Similarly, targeting immune cells expressing α7-nAChRs has revealed their role in neuroinflammation. Activation of cells through α7-nAChRs has been shown to induce an anti-inflammatory milieu by modulating the release of pro-inflammatory cytokines (Nizri et al., 2009). Agonist and PAMs are currently being explored as potential agents of neuroprotection by promoting anti-inflammatory milieu and neuroplasticity in conditions like stroke (Han et al., 2014), multiple sclerosis (Godin et al., 2020), chronic pain (Freitas et al., 2013), and sepsis (Shi et al., 2022).
Some α7-nAChR agonists can penetrate the blood-brain barrier, making them considerable candidates for targeting cognitive dementia and schizophrenia (Pohanka, 2012).
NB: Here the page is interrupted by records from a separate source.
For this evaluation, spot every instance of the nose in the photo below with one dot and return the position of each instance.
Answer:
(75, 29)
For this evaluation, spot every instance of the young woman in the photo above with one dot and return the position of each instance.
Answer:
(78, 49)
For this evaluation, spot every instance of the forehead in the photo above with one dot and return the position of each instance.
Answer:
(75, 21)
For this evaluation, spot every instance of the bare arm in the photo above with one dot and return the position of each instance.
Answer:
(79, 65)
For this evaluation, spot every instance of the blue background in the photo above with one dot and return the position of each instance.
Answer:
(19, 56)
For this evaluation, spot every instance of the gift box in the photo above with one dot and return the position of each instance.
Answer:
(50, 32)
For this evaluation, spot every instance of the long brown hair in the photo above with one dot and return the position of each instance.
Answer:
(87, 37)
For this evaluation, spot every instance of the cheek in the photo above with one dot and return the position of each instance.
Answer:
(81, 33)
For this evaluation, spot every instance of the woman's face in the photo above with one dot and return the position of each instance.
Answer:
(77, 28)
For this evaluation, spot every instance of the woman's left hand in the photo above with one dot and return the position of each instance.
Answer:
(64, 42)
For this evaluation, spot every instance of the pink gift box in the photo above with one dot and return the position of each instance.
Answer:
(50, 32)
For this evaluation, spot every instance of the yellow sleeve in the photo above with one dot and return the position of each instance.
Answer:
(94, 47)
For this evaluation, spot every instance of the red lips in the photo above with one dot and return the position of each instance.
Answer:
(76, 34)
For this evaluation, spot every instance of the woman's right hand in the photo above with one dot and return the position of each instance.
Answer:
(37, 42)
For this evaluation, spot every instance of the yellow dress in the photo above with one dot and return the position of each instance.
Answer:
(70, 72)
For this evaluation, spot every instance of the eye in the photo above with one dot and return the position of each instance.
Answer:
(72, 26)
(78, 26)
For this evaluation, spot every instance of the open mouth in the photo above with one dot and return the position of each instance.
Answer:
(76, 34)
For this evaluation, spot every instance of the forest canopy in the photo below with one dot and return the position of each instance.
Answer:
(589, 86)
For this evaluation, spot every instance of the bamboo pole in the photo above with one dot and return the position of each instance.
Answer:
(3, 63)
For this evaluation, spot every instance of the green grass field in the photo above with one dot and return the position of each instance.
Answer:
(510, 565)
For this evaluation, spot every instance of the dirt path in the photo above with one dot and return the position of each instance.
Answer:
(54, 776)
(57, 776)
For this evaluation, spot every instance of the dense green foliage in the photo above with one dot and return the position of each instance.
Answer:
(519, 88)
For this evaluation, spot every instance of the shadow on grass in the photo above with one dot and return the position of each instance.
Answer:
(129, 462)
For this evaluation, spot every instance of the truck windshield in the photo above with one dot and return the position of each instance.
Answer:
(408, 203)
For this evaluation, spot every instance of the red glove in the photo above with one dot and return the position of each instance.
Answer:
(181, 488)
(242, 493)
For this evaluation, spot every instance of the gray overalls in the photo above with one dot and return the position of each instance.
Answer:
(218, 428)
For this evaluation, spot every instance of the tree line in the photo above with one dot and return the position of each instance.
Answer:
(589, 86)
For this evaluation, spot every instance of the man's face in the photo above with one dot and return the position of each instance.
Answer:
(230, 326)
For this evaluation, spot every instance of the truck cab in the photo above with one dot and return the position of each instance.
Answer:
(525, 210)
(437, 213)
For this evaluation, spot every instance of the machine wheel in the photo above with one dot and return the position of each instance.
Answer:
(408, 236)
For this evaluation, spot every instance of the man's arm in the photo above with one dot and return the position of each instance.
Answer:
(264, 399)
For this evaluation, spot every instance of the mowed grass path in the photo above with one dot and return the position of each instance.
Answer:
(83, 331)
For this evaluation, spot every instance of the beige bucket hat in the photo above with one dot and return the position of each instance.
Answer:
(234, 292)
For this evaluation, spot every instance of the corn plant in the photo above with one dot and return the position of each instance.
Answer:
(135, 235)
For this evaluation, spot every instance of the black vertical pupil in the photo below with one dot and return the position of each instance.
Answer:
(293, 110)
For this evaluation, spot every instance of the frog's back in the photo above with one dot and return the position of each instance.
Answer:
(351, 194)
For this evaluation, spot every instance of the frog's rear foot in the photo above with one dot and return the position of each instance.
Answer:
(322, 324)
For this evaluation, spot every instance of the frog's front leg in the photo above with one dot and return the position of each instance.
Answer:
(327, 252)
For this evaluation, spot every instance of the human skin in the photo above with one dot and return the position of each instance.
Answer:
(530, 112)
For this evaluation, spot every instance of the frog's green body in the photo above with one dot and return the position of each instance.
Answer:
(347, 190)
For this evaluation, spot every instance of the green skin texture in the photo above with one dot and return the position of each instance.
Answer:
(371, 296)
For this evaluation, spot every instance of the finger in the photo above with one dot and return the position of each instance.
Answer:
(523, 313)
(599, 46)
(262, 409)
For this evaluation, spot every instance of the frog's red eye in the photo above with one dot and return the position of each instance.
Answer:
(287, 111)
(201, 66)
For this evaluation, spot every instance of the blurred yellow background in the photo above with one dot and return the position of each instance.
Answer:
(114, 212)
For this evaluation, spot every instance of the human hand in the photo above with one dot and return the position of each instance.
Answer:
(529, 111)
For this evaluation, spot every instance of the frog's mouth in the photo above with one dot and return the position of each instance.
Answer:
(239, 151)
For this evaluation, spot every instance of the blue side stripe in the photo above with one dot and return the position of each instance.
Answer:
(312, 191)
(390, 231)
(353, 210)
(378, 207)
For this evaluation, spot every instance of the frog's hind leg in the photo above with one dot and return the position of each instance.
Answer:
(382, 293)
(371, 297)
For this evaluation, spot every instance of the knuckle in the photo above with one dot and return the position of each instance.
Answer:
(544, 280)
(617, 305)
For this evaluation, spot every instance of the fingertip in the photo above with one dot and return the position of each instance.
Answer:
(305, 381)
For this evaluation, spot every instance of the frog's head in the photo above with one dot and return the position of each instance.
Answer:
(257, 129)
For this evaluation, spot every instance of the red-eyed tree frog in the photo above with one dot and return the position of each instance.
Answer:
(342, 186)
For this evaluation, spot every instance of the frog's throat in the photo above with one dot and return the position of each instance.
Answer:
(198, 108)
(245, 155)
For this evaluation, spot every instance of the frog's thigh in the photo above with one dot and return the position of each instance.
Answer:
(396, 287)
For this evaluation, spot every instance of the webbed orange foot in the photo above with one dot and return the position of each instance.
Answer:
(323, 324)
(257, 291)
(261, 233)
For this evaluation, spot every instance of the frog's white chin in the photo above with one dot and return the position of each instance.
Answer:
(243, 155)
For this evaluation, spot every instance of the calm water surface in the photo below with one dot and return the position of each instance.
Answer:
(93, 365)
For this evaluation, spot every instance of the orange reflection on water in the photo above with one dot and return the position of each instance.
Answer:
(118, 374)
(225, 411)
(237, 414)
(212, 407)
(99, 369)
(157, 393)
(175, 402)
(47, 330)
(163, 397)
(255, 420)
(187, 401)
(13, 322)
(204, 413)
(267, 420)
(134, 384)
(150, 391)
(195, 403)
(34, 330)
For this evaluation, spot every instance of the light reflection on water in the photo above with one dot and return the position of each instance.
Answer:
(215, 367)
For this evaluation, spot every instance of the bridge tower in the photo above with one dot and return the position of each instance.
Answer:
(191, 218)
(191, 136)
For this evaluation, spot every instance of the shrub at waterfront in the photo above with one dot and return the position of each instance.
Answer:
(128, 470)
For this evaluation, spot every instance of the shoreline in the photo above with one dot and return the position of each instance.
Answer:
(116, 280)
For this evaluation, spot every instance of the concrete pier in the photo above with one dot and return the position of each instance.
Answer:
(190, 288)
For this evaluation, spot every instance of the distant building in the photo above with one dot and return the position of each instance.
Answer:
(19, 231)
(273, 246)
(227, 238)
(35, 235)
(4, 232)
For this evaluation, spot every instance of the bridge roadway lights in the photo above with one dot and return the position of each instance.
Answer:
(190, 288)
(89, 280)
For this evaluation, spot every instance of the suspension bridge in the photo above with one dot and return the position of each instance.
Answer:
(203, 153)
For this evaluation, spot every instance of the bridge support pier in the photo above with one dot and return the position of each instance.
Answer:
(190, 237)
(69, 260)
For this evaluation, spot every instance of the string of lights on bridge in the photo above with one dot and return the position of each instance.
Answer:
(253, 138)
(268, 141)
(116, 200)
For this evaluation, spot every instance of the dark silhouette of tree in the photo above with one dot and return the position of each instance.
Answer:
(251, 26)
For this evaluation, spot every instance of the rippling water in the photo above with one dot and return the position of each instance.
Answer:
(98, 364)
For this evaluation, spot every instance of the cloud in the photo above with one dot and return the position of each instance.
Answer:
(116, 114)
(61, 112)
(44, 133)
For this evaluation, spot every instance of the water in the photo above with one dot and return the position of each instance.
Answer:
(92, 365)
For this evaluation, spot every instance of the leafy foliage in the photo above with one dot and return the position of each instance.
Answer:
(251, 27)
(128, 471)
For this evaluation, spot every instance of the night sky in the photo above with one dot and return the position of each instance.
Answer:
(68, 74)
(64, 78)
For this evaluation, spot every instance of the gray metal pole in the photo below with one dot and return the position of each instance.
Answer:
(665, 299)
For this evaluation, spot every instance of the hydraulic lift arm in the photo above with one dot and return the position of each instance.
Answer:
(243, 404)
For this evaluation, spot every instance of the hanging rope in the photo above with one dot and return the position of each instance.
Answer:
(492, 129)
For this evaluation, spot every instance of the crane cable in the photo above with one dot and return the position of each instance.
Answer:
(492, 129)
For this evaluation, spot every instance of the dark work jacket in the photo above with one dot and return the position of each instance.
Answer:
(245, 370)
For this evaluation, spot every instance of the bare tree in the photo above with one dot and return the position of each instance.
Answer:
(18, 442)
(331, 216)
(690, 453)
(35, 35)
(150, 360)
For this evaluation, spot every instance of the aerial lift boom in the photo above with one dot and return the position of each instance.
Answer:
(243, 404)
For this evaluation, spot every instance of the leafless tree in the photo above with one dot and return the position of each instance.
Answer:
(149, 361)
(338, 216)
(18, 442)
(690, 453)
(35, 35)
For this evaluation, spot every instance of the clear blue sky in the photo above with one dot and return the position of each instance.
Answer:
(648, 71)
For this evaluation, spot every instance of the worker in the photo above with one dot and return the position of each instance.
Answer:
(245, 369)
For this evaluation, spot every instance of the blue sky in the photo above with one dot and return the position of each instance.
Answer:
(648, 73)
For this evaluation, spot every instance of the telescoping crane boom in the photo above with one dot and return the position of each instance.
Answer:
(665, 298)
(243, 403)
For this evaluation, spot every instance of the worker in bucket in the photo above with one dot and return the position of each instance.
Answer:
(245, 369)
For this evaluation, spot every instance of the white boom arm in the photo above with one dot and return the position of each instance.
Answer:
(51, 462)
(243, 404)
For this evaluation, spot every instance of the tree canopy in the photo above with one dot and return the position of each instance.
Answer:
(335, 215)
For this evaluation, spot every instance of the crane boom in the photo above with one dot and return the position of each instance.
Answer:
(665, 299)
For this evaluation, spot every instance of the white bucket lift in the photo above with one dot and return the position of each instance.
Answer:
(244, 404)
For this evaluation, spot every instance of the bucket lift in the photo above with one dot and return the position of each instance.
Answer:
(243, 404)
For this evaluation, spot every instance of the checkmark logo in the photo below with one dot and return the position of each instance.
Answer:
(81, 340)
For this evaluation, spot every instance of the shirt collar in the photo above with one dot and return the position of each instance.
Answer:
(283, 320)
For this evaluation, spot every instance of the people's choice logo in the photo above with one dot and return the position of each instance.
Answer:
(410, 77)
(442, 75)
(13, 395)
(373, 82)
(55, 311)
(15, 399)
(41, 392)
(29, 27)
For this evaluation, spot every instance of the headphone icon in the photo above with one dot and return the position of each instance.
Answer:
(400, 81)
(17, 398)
For example, RG3487, an α7-nAChR agonist and serotonin receptor antagonist, has shown efficacy in modulating cognitive function in rodents and holds potential for treating Alzheimer’s disease (Wallace et al., 2011). Similarly, the agonist SEN34625/WYE-103914 has shown potential in treating cognitive disorders (Haydar et al., 2009), while the ABT-107 agonist demonstrated neuroprotective effects by protecting rat cortical cultures from glutamate-induced toxicity (Malysz et al., 2010). In stroke models, several α7-nAChR agonists and antagonists have been described. Using a permanent middle cerebral artery occlusion murine model, PHA 568487-(agonist) treated mice were found to perform better on neurofunctional tests, had decreased infarct volumes, and less neuronal cell death, which was reversed in mice treated with the antagonist methyllycaconitine (MLA) (Han et al., 2014).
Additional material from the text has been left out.